By the end of the racing season, some of us have forgotten how to spin and reverted back to pushing the bigger gears. Re-familiarize yourself with a higher spin. Have a target for the low 90s. If possible, have cadence displayed on the main screen of your computer. Your legs will soon remember the suppleness that is involved with a higher rpm.
In addition to working on cadence, make sure you have not forgotten how to pedal a full circle. One of the best ways to do this is by doing low cadence drills. An entire workout dedicated to full circle pedaling is not necessary during the off season. Instead, pick a flat section of road or a steady 2 to 4 percent grade and spend 3 to 5 minutes doing low cadence drills weekly. Just like keeping a higher cadence, it should not take long for the mechanics of a consistent push and pull to return. By combining these two workouts, you are re-establishing two critical components of a fluid and efficient pedal stroke.
The second skill set that you can re-train in the off season is your climbing technique. Without the pressure of having to meet a certain heart rate or wattage target when climbing, you can focus on the basics; form and technique.
Some key points:
- Make sure you spin as much as possible on the hills in the off season. Doing this helps keep the pressure of your legs, using finesse to climb the hill rather than brute strength. No need to muscle up the hills.
- On longer climbs, keep your hands on the tops of the bars, shoulders and arms relaxed. No need to tug and pull on the handlebars.
- All the work is being done from your hips down. Perform a nice fluid push and pull on each pedal stroke. * On climbs more than 1 minute, try to alter your position on the bike. Come out of the saddle for 30-40 seconds, then back down. Repeat, etc.

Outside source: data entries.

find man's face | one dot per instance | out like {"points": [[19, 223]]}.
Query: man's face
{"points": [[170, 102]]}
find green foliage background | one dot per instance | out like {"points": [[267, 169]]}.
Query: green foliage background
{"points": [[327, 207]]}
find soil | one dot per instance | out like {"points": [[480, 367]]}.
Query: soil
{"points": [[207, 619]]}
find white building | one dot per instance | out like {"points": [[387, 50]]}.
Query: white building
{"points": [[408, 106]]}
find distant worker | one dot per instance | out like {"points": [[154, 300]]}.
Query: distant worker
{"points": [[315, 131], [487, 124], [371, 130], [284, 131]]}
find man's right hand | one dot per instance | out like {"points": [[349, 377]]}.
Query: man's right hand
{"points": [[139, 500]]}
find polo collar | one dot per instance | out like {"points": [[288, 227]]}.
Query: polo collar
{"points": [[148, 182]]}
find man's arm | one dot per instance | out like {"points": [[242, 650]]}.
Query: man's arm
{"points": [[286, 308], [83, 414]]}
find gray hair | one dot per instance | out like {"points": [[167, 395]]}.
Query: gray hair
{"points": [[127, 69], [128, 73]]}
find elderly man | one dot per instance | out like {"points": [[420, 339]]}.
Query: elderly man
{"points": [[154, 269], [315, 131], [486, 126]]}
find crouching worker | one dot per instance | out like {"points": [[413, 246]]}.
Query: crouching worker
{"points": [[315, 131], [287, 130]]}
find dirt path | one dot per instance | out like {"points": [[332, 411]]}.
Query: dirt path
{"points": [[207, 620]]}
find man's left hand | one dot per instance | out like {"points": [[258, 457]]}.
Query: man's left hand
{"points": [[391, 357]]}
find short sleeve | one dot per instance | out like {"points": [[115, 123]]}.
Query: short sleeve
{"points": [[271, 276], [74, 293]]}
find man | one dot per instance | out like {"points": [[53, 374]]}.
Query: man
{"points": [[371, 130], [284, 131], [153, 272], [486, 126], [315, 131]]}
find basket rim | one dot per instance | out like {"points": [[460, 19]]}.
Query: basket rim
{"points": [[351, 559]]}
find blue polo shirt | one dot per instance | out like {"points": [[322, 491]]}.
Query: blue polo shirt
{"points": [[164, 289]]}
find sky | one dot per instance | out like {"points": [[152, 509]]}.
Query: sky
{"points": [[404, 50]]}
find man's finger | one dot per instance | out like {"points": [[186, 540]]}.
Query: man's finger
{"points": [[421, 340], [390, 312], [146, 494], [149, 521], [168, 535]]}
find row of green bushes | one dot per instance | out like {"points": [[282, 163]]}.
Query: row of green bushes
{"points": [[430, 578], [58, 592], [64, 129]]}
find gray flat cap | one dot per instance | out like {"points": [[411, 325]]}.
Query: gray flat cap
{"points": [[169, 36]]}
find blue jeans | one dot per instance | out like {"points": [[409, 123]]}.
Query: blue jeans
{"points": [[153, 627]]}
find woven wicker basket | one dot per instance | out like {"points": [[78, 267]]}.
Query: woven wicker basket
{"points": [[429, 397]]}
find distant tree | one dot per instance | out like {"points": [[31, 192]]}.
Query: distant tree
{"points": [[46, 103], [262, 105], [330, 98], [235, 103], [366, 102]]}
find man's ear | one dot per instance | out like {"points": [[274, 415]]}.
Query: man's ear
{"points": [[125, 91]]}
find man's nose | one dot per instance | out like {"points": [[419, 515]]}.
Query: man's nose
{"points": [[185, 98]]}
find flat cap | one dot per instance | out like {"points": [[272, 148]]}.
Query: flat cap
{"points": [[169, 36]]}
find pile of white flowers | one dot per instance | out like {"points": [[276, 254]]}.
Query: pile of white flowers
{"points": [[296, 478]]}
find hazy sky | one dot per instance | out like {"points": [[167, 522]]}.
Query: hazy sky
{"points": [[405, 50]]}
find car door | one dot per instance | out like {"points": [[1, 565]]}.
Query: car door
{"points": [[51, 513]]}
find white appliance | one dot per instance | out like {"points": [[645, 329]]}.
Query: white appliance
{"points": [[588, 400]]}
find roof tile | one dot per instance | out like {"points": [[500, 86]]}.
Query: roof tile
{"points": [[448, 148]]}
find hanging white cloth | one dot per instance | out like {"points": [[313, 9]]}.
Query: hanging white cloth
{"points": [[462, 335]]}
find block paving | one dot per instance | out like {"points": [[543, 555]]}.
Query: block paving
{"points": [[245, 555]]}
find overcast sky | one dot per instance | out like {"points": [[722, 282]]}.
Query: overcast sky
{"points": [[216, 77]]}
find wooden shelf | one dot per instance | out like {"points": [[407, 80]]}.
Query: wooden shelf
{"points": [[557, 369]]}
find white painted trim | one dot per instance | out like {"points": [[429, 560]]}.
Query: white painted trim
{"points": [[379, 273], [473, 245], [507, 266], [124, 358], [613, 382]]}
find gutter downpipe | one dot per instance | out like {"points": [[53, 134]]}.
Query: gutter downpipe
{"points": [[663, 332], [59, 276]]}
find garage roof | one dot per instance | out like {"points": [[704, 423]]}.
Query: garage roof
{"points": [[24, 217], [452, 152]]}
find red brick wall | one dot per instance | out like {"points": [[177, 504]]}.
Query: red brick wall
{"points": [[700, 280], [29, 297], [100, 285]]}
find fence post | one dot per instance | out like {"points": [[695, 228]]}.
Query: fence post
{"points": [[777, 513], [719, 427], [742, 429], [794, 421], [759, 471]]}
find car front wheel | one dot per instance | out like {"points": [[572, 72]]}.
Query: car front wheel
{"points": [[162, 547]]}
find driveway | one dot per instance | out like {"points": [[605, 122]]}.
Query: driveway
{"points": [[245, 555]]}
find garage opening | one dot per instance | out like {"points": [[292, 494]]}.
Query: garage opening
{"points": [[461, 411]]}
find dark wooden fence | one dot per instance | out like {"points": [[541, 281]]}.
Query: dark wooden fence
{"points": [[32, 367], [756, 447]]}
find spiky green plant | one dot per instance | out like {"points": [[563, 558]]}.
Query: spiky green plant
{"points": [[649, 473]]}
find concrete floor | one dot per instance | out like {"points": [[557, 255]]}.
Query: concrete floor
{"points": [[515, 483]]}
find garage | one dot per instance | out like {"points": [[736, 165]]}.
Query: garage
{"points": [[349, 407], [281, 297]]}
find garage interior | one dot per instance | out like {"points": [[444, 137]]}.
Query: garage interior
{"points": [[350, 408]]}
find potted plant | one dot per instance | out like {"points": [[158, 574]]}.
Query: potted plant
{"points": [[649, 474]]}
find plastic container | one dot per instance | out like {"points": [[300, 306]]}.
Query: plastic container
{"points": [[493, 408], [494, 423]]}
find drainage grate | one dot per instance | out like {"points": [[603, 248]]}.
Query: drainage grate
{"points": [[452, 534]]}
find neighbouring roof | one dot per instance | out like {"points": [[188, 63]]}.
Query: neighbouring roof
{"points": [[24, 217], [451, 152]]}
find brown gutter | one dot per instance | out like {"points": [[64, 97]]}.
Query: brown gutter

Try to keep your intensity the same. Changing positions on the bike works different muscles and helps reduce the repeated motion on the same muscles.
Starting in the beginning of October, your 2016 season will benefit greatly by including a gym program. By going to the gym twice per week through the end of March, a solid strength base will add to the foundation you are building for the coming season. It also brings in variety for those that might be limited to riding the trainer during the winter months.
Find a trusted resource be it a coach or personal trainer, to develop a strength and endurance based weight lifting program. If this type of resistance training is new to you, make sure you allow 8 to 10 sessions to get your body acclimated to the routine before you start pushing it. If you have experience, this can be cut to 4 to 6 sessions. A solid gym program to follow would be:
- October – Transition and getting back into the gym routine
- November through end of January – Strength building
- February and March – One day of strength building and one day of endurance work
Approach the off season with a relaxed attitude along with a purpose. By constructing a very strong basement during the months of September and October, you are laying a great foundation to build your 2016 cycling house.